6. The limitations of SSL Labs – what the test does not measure
SSL Labs – similarly to the MDN Observatory – exclusively evaluates configuration problems that can be automatically detected remotely. The following, equally important security areas are not part of the assessment:
- Application-level vulnerabilities: SQL injection, XSS, CSRF, insecure direct object reference, and other OWASP Top 10 categories.
- Certificate type quality: the test does not distinguish between DV (Domain Validated), OV (Organization Validated), and EV (Extended Validation) certificates in its scoring.
- HTTP header-level security: Content Security Policy, X-Frame-Options, and similar headers – these are evaluated by the MDN Observatory.
- Software versions and patch levels: vulnerabilities in outdated operating systems, web server software, or open-source libraries.
- Session management: setting Secure/HttpOnly for session cookies, session token handling.
- Post-Quantum Cryptography (PQC): the future risk to RSA and ECC algorithms with the advent of quantum computers – this area is currently under active standardization (NIST PQC) and is not yet evaluated by SSL Labs.
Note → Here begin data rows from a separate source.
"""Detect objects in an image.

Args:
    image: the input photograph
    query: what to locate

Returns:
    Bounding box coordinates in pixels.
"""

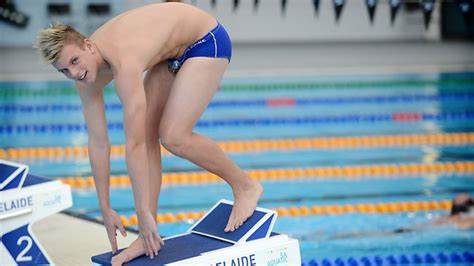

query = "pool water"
[1,71,473,264]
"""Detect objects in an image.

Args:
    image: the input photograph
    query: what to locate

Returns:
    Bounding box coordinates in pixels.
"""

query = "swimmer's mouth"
[78,71,87,81]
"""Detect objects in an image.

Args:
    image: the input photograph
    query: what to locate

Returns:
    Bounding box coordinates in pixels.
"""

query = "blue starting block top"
[92,232,282,266]
[92,199,279,265]
[189,199,276,244]
[0,160,52,192]
[93,233,232,265]
[0,160,29,191]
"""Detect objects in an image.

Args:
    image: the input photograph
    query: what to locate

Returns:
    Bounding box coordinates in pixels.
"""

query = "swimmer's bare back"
[88,3,218,77]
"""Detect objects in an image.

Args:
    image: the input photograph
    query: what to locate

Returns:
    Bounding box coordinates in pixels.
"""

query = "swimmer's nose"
[69,68,81,80]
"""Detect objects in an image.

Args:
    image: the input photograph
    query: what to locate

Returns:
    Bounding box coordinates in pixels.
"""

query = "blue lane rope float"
[301,251,474,266]
[2,92,474,113]
[1,111,474,134]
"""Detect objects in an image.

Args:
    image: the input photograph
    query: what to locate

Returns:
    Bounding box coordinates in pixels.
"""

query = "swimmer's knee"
[159,129,191,157]
[145,129,162,152]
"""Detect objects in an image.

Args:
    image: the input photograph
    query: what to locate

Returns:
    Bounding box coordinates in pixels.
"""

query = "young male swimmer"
[36,2,263,265]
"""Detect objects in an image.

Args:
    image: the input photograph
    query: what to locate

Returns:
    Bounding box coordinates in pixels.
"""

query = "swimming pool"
[1,71,473,265]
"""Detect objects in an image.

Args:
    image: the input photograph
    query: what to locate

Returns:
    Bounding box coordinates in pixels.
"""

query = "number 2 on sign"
[16,236,33,262]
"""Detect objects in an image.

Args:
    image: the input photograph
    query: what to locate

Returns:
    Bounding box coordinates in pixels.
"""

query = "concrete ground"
[3,40,473,265]
[32,213,138,265]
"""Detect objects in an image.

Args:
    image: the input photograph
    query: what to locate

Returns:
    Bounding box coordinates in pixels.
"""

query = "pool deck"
[32,213,138,265]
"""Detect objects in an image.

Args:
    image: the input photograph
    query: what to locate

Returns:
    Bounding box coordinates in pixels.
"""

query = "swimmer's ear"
[83,38,95,53]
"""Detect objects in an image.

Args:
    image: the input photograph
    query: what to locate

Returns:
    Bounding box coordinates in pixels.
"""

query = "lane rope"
[2,132,473,159]
[1,92,473,113]
[113,199,452,225]
[302,251,474,266]
[1,111,474,134]
[59,161,474,188]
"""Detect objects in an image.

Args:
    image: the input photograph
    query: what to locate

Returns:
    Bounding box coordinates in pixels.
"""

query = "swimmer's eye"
[72,57,78,64]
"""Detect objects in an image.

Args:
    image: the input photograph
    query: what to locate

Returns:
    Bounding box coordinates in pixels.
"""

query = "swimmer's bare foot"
[224,179,263,232]
[111,238,145,266]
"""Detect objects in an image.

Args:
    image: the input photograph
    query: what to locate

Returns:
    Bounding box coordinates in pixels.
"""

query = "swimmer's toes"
[224,216,234,232]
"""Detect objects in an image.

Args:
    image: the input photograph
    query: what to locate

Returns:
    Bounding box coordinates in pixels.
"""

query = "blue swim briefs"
[168,23,232,73]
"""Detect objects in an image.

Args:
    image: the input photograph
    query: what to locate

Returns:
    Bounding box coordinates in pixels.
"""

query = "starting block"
[92,199,301,265]
[0,159,73,265]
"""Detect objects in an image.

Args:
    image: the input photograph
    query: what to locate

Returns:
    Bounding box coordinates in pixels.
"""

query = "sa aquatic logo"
[267,251,288,266]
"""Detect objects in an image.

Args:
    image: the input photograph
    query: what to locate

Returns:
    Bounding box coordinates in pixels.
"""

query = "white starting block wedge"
[0,160,72,265]
[92,199,301,265]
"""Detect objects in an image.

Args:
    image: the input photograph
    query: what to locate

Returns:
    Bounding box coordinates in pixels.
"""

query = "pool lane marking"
[114,199,453,225]
[80,188,474,215]
[59,161,474,188]
[0,92,474,114]
[2,132,474,159]
[2,111,474,134]
[301,251,474,265]
[2,92,474,112]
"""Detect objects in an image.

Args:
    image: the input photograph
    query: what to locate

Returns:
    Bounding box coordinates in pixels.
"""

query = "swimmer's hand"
[138,211,164,259]
[102,207,127,254]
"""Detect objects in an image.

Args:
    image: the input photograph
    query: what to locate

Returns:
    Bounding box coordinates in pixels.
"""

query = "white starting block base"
[92,200,301,265]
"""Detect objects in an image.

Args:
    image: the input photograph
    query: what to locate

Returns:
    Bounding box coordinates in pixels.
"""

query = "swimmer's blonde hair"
[35,22,86,64]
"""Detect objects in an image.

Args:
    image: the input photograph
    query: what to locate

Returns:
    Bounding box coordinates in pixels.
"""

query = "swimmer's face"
[52,39,98,84]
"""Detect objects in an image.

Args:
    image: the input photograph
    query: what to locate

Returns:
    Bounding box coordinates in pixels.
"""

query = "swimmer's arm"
[113,66,151,214]
[114,66,163,257]
[436,215,474,229]
[330,222,431,240]
[76,77,112,210]
[457,217,474,229]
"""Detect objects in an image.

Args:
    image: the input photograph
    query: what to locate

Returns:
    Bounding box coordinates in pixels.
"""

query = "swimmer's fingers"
[140,236,148,257]
[138,211,159,258]
[156,233,165,246]
[118,222,127,237]
[148,233,160,257]
[102,208,124,254]
[141,234,158,259]
[106,227,119,254]
[104,218,118,253]
[153,232,164,249]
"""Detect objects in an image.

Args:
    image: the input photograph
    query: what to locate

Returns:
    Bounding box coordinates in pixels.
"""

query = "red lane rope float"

These limitations do not diminish the value of SSL Labs – on the contrary: the tool is extremely thorough and reliable in the areas it covers. A+ is the highest verifiable level regarding TLS/SSL configuration quality; in our case, the comprehensive security picture is completed by our 130/100 MDN Observatory result and our 100% Internet.nl rating.
7. Summary
Qualys SSL Labs is the most recognized and authentic TLS/SSL configuration testing tool in the industry, whose results are accepted as a reference by compliance frameworks, security audits, and enterprise vendor assessment processes alike.
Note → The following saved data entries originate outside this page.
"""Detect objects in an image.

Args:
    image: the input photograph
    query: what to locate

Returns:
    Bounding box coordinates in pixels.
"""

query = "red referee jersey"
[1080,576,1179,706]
Our A+ rating – measured against the 2009r (May 2025) methodology – means that our server:
- supports exclusively modern, secure TLS protocols (TLS 1.2, TLS 1.3);
- meets the TLS 1.3 requirement mandatory since May 2025;
- applies only strong, AEAD-based cipher suites;
- ensures Forward Secrecy on every connection;
- has a valid and proper HSTS implementation;
- has not a single known SSL/TLS vulnerability;
- and received not a single warning – which is the indispensable condition for an A+ and not merely an A− result.
Achieving the A+ grade is technically non-trivial: according to 2025 data, only about 14% of the world's 150,000 most popular websites reach this level, and with the recent 2009r update, the conditions became even stricter. This result verifies the highest achievable quality level of our server's TLS configuration.
Source: Qualys SSL Labs – ssllabs.com/ssltest · Rating Guide: github.com/ssllabs/research/wiki/SSL-Server-Rating-Guide
Current methodology version: 2009r · Last updated: May 16, 2025.